R.- El raro no soy yo, sino una izquierda -la nuestra, en esto también excepcional- que abandona sus ideales de ciudadanía, igualdad e ilustración, por una entronización de la identidad, el cultivo de la tradición y el mito. Es precisamente un ejemplo de lo que le contaba. Resulta patético ver a gentes con lecturas comprar la superstición de “pueblos milenarios” inmutables, dotados de identidad, voluntad esencial y compartida. Todo eso es chatarra intelectual o simple falsedad. En cualquier sentido precisable de identidad Madrid y Barcelona son dos gotas de agua. Las dos provincias con mayor identidad propias son Huesca y Lugo, porque se van todos, y solo quedan las esencias. Pero gentes que no son idiotas repiten la cháchara de la singularidad, la lengua propia, el hecho diferencial, y demás (cuando no la simple superioridad moral). No me creo que se tomen en serio.
P.- Por cierto que el espectro ideológico de nuestro país ha saltado en pedazos con la aparición de Podemos y de todo tipo de movimientos ciudadanos. ¿El economista que hay en usted es de los que se aterran con estas irrupciones, de los que permanecen a la expectativa o, quizás, de los que se divierten?

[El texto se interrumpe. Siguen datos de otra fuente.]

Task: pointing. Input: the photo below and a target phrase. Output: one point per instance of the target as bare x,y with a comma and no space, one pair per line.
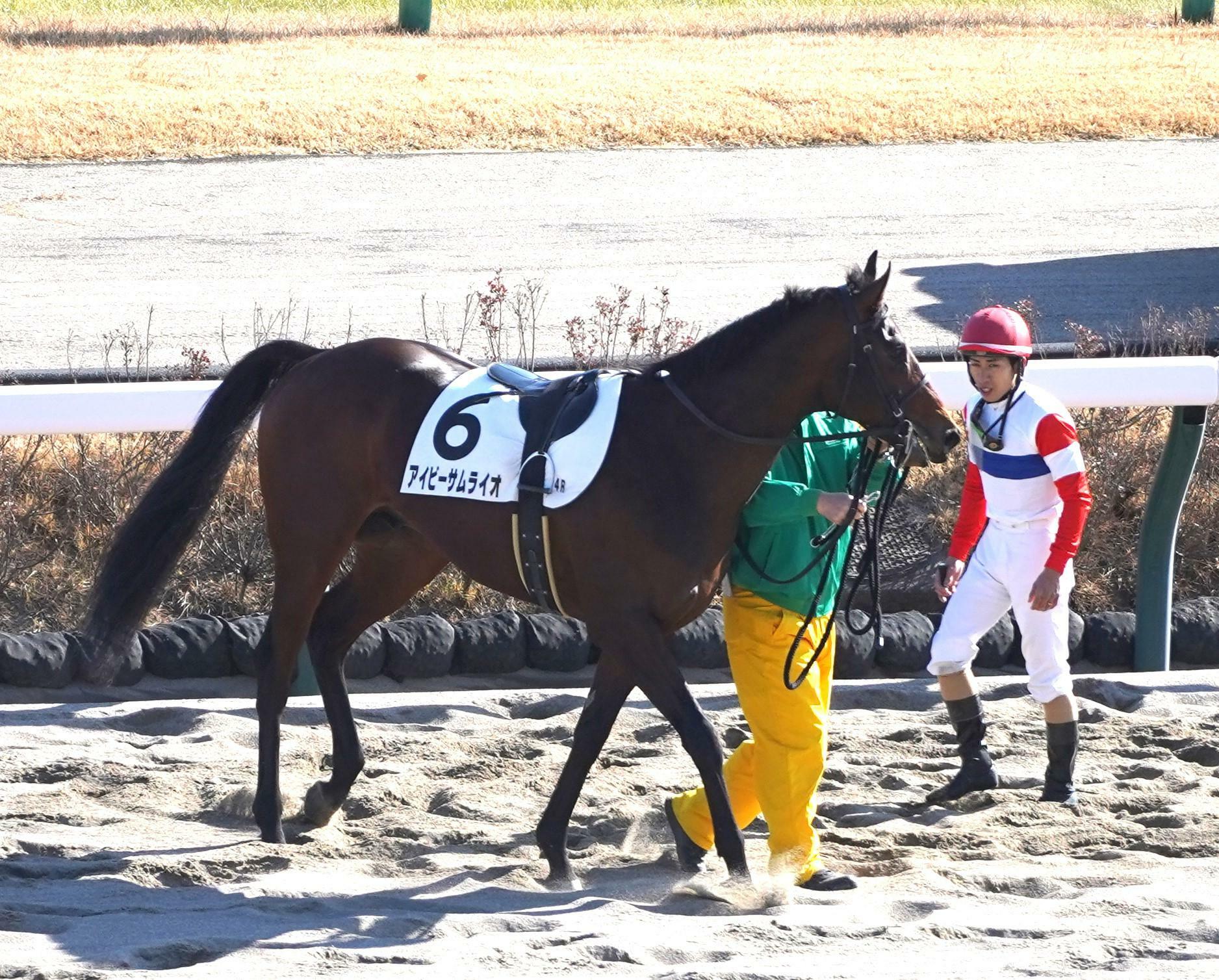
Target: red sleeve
972,519
1059,445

R.- Tengo dos motivos para simpatizar con Podemos: los anti-Podemos, con esa reacción histérica de quienes quieren que los expulsen de los medios de comunicación, con lo que, de tener éxitos, confirmarían las tesis anticapitalistas de Podemos, y su defensa de la participación democrática, un asunto sobre el que he escrito algunos libros, incluido uno sobre el 15-M. Otra cosa es que hayan convertido la participación en un conjuro para evitar opiniones: “ya lo decidirán las bases”. Pero un proyecto político se perfila por sus propuestas, entre ellas la democratización de las instituciones políticas. Uno ha de saber en qué milita. No vale el todos estamos de acuerdo pero no sabemos en qué. Que estemos de acuerdo en que algo no funciona, no nos dice nada acerca de lo que queremos. La defensa de la participación no exime de tener puntos de vista: muchos noes no equivalen a un sí y de momento, por lo que llevo visto, Podemos parece un parlamento sin pautas claras. Allí todo cabe, hasta un delirante derecho a decidir que, en plata, quiere decir que unos militantes son partidarios de excluir de su comunidad política a los otros. Y un partido en el que todo cabe justifica sobradamente la calificación de populista, en el peor sentido, en el que, al final, como no hay veredas ni líneas rojas, es el líder el que “interpreta” el cacao colectivo y, naturalmente, hace de su capa un sayo..
P.- Es hiperactivo en las redes sociales, especialmente en Facebook, donde se ha reunido en torno a su muro una variopinta comunidad de habituales. ¿Qué encuentra allí?
R.- No estoy en Twitter, por cuestiones temperamentales, porque propicia el arrebato y la sentencia descalificadora, faltona. Tampoco diría que soy hiperactivo en Facebook, aunque pueda colgar bastantes cosas. El uso que yo hago me parece un ejercicio de eso que se da en llamar “sabiduría de multitudes” o “inteligencia colectiva”. Cuelgo noticias y opiniones, que no siempre comparto, ique, en ocasiones, no he acabado de leer!, y que apenas comento. En otro momento del día, echo una ojeada a los debates, que ofician como filtros, como ponderación colectiva. Los amigos amplían las perspectivas, corrigen sesgos y señalan aspectos que escapan a una lectura rápida. Es como participar en un seminario. En mi caso, por decantación, acaso dependencia de la senda, creo que allí nos hemos ido reuniendo una serie de gentes desprejuiciadas, que no van a piñón fijo, dispuestas a discutirlo todo, que se respetan pero no se jalean, al revés, muchas se critican con dureza y afán de verdad. Lo más parecido a una sociedad decente. “Todo lo hacemos entre todos”, para decirlo con una fórmula muy del gusto de Andrés Trapiello.